Another place where the Toccata and Fugue in D Minor turns up is in Walt Disney’s film Fantasia. Leopold Stokowski orchestrated the piece and the Disney cartoonist used the technique of aurora borealis to represent the different voices of the fugue. It’s sort of boring really, and to my mind, kind of emasculates this piece.

Of course, as an adolescent, I was drawn to the toccata, but eventually I came to love the fugue as well, which is actually quite beautiful and sweet compared to the strong emotions in the toccata. In my high school French class, I met a fellow student, named John Claeys, who was a gifted artist and could play the organ by ear. One of his hobbies was collecting decorative molding from abandoned Victorian houses in our county. His basement bedroom looked like something out of a horror film itself, with its dark paneling. John had even found an old upright pump organs on one of his forays and installed this in his lair. He was able to figure out the fingering for part of the toccata and took great pleasure wheezing it out on that old organ.

John and I made a horror movie for our French class with his dad’s super eight camera. I played a crazed madman, who at one point runs out of control in my mothers black 1968 Volkwagen beetle and dirves it over a cliff. John sacrificed one of his plastic car models for the actual crash and burning of the bug. The only thing it had to do with French class were the hand-written dialog cards, which said things like sacre bleu! Of course, we used the Toccata and Fugue in D Minor for the soundtrack.

In 1972 or thereabouts, an organist named Virgil Fox, decided to adapt techniques from The Grateful Dead and give concerts with psychedelic light shows. He came to a small private college in my home town and I dragged John along to the concert with me. It was absolutely captivating.

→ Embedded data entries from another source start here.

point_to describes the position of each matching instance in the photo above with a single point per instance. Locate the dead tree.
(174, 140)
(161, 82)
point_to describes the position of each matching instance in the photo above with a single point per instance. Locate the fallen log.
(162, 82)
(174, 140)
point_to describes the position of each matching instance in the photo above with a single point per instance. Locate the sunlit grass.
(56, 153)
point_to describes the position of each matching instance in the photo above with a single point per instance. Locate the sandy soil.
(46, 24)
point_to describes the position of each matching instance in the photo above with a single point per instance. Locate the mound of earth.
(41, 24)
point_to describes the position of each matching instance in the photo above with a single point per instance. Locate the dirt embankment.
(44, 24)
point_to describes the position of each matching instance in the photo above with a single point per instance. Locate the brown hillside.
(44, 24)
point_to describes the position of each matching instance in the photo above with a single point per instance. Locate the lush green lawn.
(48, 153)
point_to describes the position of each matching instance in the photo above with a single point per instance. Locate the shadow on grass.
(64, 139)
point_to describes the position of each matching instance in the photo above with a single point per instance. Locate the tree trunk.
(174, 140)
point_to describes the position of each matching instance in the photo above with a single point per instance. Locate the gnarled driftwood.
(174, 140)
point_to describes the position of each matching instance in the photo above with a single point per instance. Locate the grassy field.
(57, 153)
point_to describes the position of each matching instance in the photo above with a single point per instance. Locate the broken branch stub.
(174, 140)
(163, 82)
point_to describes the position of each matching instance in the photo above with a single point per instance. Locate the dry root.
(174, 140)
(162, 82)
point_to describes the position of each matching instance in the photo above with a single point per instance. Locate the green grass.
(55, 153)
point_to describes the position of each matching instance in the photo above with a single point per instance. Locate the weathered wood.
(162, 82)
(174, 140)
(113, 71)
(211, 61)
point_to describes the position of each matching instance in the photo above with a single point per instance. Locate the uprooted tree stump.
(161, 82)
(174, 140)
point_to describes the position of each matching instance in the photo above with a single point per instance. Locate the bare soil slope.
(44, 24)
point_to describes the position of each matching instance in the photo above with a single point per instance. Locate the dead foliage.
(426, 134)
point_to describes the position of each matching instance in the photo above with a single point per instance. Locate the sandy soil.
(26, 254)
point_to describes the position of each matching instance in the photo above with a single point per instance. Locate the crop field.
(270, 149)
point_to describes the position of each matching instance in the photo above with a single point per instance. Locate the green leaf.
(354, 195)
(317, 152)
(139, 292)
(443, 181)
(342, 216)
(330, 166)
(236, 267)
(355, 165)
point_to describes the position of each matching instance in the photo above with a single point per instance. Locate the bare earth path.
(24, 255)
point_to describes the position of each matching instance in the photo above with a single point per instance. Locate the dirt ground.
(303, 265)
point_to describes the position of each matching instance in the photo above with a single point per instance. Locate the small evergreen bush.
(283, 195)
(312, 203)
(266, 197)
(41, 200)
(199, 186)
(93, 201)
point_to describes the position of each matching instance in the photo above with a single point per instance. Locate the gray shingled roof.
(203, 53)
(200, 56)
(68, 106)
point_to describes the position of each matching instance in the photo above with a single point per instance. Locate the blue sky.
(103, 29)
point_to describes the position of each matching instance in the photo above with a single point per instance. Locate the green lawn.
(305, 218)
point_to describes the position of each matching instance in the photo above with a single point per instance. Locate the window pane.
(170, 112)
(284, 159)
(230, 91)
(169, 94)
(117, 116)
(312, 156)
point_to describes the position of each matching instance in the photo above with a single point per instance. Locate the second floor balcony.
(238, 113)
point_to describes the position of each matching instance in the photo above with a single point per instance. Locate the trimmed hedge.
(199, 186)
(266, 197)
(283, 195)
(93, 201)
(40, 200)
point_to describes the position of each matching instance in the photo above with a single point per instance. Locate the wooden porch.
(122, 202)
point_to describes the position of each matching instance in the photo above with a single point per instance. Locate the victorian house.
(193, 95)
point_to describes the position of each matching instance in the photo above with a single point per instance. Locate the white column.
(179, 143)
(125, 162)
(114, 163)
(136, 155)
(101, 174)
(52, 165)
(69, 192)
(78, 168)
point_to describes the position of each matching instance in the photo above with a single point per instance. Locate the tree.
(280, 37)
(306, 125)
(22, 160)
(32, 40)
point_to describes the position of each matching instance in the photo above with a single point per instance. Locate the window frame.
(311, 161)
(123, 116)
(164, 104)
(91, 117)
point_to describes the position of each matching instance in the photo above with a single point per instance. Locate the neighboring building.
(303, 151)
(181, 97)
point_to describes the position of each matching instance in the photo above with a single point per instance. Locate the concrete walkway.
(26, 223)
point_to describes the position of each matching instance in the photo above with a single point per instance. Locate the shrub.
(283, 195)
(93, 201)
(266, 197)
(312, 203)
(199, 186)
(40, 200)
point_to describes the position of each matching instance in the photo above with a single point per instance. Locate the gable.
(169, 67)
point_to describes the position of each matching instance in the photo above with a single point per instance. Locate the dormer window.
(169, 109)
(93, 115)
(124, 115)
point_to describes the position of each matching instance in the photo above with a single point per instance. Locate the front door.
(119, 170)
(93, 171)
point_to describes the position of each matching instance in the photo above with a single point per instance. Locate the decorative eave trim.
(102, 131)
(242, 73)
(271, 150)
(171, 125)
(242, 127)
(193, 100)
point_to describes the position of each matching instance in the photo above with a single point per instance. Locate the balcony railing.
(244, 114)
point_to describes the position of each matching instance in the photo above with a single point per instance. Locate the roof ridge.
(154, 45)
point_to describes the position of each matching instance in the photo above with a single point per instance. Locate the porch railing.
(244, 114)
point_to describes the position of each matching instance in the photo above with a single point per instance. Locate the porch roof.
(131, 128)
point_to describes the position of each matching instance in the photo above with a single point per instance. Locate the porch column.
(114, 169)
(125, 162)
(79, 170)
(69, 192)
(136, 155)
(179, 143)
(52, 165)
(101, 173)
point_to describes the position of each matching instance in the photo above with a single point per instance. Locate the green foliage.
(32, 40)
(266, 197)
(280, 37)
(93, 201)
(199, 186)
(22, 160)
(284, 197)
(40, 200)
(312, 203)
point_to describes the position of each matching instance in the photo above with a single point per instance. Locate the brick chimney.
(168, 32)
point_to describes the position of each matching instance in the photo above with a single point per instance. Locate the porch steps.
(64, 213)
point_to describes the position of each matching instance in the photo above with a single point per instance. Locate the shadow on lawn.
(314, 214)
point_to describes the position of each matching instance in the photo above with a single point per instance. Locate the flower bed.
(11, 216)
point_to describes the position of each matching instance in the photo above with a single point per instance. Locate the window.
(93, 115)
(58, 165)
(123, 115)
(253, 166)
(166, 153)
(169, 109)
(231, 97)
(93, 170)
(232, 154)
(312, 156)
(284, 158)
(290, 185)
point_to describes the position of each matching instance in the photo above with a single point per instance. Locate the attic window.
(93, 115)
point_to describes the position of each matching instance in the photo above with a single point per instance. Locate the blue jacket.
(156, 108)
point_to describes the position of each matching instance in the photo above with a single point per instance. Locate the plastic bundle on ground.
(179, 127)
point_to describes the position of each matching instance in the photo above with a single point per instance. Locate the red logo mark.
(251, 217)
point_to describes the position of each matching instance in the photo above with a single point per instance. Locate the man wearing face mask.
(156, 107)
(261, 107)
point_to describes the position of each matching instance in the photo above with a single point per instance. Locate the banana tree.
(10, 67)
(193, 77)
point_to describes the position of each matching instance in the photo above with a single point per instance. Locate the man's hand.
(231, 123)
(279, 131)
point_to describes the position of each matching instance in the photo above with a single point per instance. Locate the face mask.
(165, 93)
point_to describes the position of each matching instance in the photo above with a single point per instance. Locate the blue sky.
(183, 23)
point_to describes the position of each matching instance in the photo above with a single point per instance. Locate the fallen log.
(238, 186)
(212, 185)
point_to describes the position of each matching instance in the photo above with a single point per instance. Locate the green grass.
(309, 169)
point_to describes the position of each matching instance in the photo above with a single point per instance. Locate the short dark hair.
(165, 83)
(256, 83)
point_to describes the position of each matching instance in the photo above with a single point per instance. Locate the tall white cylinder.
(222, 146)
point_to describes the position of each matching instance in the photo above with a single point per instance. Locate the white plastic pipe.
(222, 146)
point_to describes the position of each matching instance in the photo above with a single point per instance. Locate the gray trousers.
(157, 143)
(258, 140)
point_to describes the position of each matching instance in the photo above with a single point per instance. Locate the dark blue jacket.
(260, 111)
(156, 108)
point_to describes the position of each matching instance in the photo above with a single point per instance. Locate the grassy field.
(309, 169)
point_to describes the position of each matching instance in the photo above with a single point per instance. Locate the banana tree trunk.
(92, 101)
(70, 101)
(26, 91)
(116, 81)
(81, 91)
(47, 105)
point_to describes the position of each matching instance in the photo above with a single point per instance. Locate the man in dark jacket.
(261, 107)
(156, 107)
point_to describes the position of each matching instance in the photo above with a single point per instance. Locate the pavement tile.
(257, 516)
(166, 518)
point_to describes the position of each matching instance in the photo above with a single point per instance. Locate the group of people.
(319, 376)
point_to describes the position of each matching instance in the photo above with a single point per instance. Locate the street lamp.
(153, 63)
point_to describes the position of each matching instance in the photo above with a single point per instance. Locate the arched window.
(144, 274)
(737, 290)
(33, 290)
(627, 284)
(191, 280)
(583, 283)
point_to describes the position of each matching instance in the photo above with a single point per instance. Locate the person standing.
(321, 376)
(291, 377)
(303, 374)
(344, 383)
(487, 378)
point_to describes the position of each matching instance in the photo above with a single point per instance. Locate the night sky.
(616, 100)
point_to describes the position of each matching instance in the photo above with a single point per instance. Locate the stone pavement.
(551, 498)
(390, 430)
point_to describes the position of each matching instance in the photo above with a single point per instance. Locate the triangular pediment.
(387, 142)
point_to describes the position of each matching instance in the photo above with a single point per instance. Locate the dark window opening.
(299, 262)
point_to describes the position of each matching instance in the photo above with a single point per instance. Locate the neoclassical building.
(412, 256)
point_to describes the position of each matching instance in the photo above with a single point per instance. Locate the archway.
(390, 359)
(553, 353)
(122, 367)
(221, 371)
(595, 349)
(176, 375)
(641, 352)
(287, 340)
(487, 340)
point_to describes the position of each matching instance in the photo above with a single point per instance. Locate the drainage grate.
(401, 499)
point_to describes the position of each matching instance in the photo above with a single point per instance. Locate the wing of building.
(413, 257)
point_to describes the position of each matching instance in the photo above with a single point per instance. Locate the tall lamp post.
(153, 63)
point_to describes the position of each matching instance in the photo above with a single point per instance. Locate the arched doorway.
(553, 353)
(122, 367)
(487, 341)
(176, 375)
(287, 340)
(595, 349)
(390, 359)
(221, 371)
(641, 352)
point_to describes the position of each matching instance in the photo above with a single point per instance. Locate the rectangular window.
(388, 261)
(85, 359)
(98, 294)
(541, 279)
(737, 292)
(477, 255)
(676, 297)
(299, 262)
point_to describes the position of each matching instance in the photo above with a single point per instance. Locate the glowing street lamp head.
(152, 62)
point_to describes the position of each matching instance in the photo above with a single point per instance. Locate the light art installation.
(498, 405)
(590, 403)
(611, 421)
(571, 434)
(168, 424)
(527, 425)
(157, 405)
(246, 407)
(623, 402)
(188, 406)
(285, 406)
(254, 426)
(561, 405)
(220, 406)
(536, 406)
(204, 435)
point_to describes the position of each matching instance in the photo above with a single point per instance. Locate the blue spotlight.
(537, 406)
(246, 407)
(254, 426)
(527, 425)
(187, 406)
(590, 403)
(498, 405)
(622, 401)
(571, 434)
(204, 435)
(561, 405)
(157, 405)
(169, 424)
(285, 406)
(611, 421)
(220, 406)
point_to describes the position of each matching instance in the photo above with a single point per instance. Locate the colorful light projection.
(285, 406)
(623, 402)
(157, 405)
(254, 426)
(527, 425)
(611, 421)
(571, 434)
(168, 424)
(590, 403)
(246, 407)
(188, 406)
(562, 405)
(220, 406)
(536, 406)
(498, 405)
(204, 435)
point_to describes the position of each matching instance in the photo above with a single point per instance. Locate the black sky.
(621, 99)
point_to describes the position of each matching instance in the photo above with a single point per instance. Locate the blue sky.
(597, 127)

Fox must have thought he was the reincarnation of Franz Lizst: he strode onstage wearing a black cape, which he whirled off as he sat down at his instrument. He played a huge five-manual (keyboard) organ and between pieces he would explain to the audience exactly how each piece was constructed and how complex it was. One piece, I think it was the Gigue Fugue, required him to play four melodies, one with each appendage simultaneously. The crowd—and I—went wild and after he finished he played a number of encores. After each set of applause would die down, I would stand up and scream “Play Toccata and Fugue in D Minor!”. After his fourth encore, and dripping with sweat, he yelled back “OK!” Needless to say, I was transported when he played it, and though somewhat embarrassed by my behavior after all these years, I still enjoy this piece.